May 04, 2013
BBQ Pork Fried Rice
Fried rice is a culinary wonder. How else can you take a few bits of meat, an egg, some scraps of vegetables, and leftover rice, and make a meal worthy of a feast? But...what if you have no leftover rice? Fried rice is the valedictorian in the argument for making more rice than you need to. Still, I've been known to fire up the rice cooker first thing in the morning, to make sure I have "leftover" rice for dinner in the evening. As I did, in fact, this time.
Fried rice can be an intensely personal dish - we all have a favourite version (or versions) that define it in our minds and in the expectations of our stomachs. One of the most delicious ones I know is a dried scallop and egg white fried rice prepared by a local restaurant. It is incredibly pale, with only coins sliced from (I think!) gai lan stalks to relieve the otherwise monochromatic rice-scape. One day, I'll take a crack at making that one, too.
My at-home go-to fried rice, however, is very simple. I pick up some char siu from a Chinese market (or restaurant) on the way home and, if I have successfully avoided simply eating it all straight out of the container, into the skillet it goes.
I make this in a large non-stick skillet, as opposed to a wok, but feel free to use a wok, especially if you have a gas burner that can get it hot enough. As you can see, this goes wonderfully with Beijing Wings and blanched gai lan with oyster sauce (or choy sum with hoisin sauce).
BBQ Pork Fried Rice
Makes about 4 cups
150 grams Chinese barbeque pork
1 tablespoon vegetable oil
1-2 eggs, lightly beaten
1/2 small (yellow) onion, finely diced
1 rib celery, sliced thinly
1 tablespoon slivered fresh ginger
2 tablespoons low-sodium soy sauce
1/4 teaspoon sesame oil
3 cups steamed rice, cooled
1-2 finely sliced green onions
Dice pork into small cubes and set aside. Separate the cooled rice gently with your fingers (a quick spritz of cooking oil can help) so that no large chunks remain.

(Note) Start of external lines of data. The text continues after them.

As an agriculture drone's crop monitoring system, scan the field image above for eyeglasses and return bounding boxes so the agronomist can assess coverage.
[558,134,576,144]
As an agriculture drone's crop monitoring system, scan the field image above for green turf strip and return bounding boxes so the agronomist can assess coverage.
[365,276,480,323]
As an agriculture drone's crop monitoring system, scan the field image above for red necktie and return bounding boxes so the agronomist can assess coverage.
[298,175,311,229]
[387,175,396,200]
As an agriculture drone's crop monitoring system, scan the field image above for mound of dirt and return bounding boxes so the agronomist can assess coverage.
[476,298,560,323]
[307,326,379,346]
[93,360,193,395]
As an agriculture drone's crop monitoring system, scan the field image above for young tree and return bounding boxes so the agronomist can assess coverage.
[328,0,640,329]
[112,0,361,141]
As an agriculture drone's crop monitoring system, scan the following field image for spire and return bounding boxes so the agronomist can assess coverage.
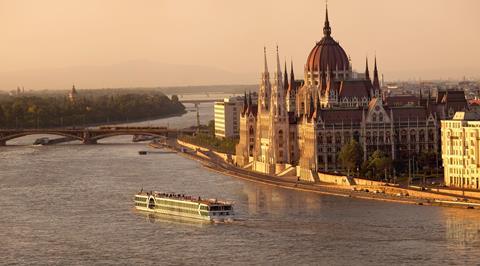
[263,46,268,73]
[373,56,380,90]
[283,60,288,93]
[308,95,315,118]
[290,60,295,83]
[323,3,332,36]
[365,57,370,80]
[277,45,282,76]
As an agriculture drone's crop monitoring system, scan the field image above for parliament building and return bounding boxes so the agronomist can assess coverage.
[236,6,467,182]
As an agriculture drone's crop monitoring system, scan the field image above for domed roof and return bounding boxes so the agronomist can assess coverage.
[307,6,349,71]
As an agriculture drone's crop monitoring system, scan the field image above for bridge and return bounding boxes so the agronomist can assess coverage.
[179,99,223,104]
[0,127,197,146]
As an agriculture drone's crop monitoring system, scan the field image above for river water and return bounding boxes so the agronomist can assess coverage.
[0,101,480,265]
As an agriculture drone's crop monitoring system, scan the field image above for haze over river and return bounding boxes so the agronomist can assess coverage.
[0,99,480,265]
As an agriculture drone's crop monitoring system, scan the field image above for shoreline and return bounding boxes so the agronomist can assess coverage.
[150,141,480,209]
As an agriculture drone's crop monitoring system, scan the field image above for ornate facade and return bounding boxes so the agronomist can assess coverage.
[236,5,467,181]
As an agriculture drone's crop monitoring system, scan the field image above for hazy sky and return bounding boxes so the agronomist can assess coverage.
[0,0,480,89]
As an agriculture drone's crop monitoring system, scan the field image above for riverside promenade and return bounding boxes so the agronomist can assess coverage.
[150,141,480,210]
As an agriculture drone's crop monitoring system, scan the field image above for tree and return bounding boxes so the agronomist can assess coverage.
[338,139,363,176]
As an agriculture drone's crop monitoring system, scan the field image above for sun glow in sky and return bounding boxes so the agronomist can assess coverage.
[0,0,480,89]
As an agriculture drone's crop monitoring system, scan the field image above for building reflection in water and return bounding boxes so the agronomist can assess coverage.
[243,184,321,215]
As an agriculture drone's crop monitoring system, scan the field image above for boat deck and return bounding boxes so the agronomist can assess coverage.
[137,191,233,206]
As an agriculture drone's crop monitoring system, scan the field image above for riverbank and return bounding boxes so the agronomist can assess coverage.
[151,139,480,209]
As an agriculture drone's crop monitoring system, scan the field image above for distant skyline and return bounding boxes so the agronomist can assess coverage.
[0,0,480,90]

Heat 1/2 tablespoon oil in hot skillet and stir-fry yellow onion, celery and ginger for 30 seconds. Add the pork and stir-fry for a further 30 – 60 seconds. Stir in soy sauce and sesame oil and cook, stirring, for 1 minute. If you want to add snow or snap peas (a very nice optional extra), add them now, and stir fry for another 30 – 60 seconds. Push everything to the edges of the pan, leaving a bare space in the middle. Add the remaining 1/2 tablespoon of oil, and pour the beaten eggs into it. Let the eggs set for a minute, and then add the rice, spreading it quickly around the pan. Stir-fry for a minute or two, using a spatula to break up the eggs into small pieces. Lastly, add spring onions and stir-fry for a further 30 seconds or until well combined and rice is heated through.
Transfer rice to a platter and serve with soy sauce and hot chile oil on the side.